In what looks like an attempt to salvage something from the idea of the Red Hat support business, Ellison unveiled plans for a system to monitor customers software and hardware. The system will see Oracle merge its online My Oracle Support and on-site Oracle Enterprise Manager, and will provide alerts, suggest fixes, and problem-free patches for Oracle software and hardware.

The vision is to ultimately enable let customers manage their Oracle Fusion applications. According to Ellison, the system will combine dashboards to monitor service levels and if an application falls short, to drill into the user-defined metrics to find out what application server of Java Virtual Machine, for example, isn't working or is locked.

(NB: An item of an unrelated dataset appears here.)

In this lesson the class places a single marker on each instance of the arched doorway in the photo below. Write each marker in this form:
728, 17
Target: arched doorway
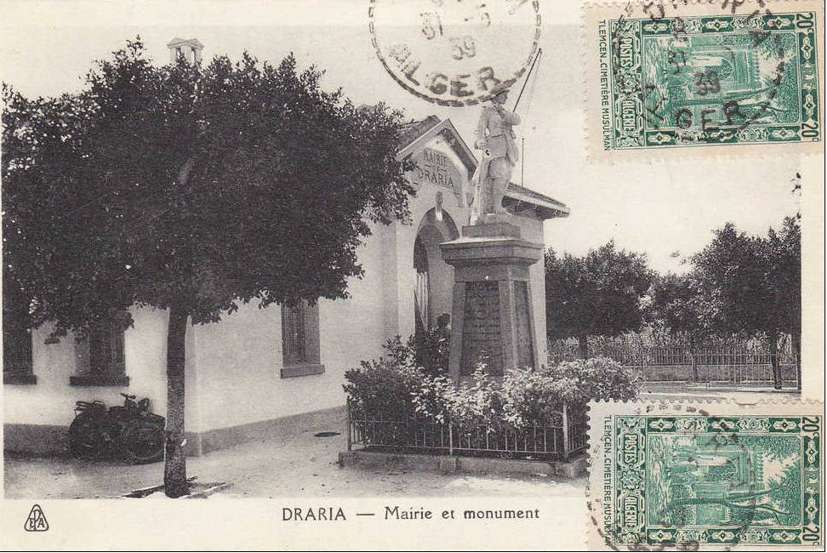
434, 277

Ellison promised this management capability would be in all Oracle's Fusion applications - meaning Oracle, PeopleSoft, Siebel, and JD Edwards.

He did not say when the system would become available, but the biggest hurdle is lack of information in Oracle's possession about individual customers' systems. Without it, Oracle can't deliver things like patches that won't crash or conflict with other patches in a users' systems.

"When we have all this configuration data we are going to data mine that database," Ellison said. "We haven't got enough information to diagnose the problem...if we are allowed to collect that data we can examine it."

It was the closest to cry for help from Oracle's alpha CEO as you're likely to get.

As for Fusion, Ellison repeated the applications would be available next year. The re-architected and Oracle-Middleware-certified suite had been promised for 2008.

Bring on The Governator McGuffin. Among Schwarzenegger's diversionary and crowd-pleasing zingers:

"It's an honor to be in the company of so many brilliant, innovative and entrepreneurial individuals as I came out on stage - I feel my IQ short up 10 points!"

"I love technology, high tech, bio tech, nano tech, green tech - all of the techs, I just love it. I love it, because I know that some day in the future you will devise technology so we can have a hands-free cell phone - even though my wife doesn't believe in it yet. Can you believe she was caught last week! I promise the people, I'm going to create action and stop her. This is a no win situation. If I don't create action the voters get upset. If I do create action, and I get upset, then I get no action!"

"Congratulations Larry Ellison and Scott McNealy and their new partnership and their great, great work they are doing for the state of California - let's give them a big big hand."